CLEVER
CLEVER copied to clipboard
Visually Grounded Commonsense Knowledge Acquisition
The code and datasets of our AAAI 2023 paper Visually Grounded Commonsense Knowledge Acquisition.
Overview

In this work, we propose to formulate Commonsense Knowledge Extraction (CKE) as a distantly supervised multi-instance learning problem. Given an entity pair (such as person-bottle) and associated images, our model first understands entity interactions in each image, and then selects informative ones (solid line) to summarize the commonsense relations. We present a dedicated CKE framework CLEVER that integrate VLP models with contrastive attention to deal with complex commonsense relation learning. You can find more details in our paper.
Installation
Check INSTALL.md for installation instructions.
Data Preparation
Check DATASET.md for data preparation.
Training
# Prepare dataset according to 'Data Preparation' Section
cd src/Oscar
bash train.sh
Baselines
Text-based Baselines
We directly use RTP to extract triplets from Conceptual Captions which contains more than 3 millon image captions.
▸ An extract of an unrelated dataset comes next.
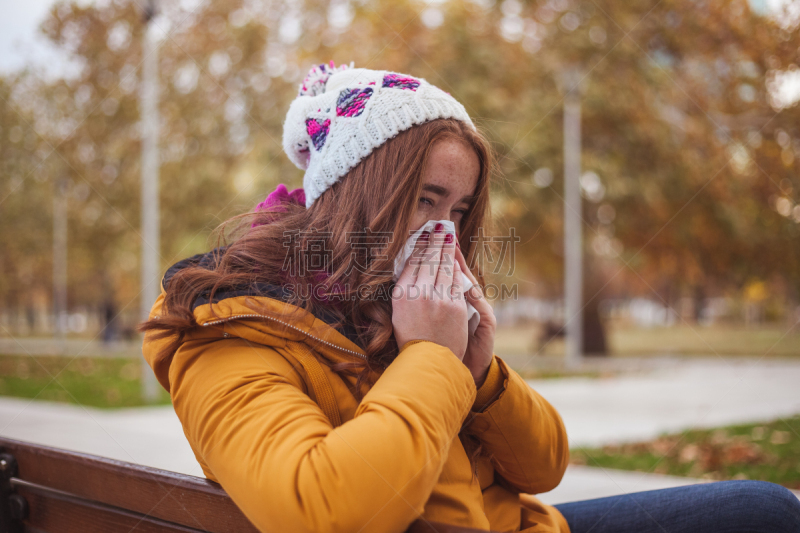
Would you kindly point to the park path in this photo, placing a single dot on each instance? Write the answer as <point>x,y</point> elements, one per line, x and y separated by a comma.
<point>635,405</point>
Triplets are sorted by frequency for evaluation.
PLM-based Baselines
# Vanilla-FT
cd src
python vanilla_ft.py
# LAMA and Prompt-FT
cd src
conda activate CLEVER_prompt_env # to resolve dependency conflic
python prompt_ft.py
Image-based Baseline
cd Oscar
bash run_instance_pred_cls.sh
bash run_VRD_baseline.sh
Extracted Commonsense Knowledge
You can download the commonsense knowledge triplets extracted by CELEVER on test split from here. The data structure is:
[
(subject, object, predicate, commonsense_confidence),
...
]
Citation
Please consider citing this paper if you use the code:
@inproceedings{yao2023clever,
title={Visually Grounded Commonsense Knowledge Acquisition},
author={Yao, Yuan and Yu, Tianyu and Zhang, Ao and Li, Mengdi and Xie, Ruobing and Weber, Cornelius and Liu, Zhiyuan and Zheng, Haitao and Wermter, Stefan and Chua, Tat-Seng and Sun, Maosong},
booktitle={Proceedings of AAAI},
year={2023}
}
License
CLEVER is released under the MIT license. See LICENSE for details.
Acknowledge
Our implementation is based on the fantastic code of Oscar.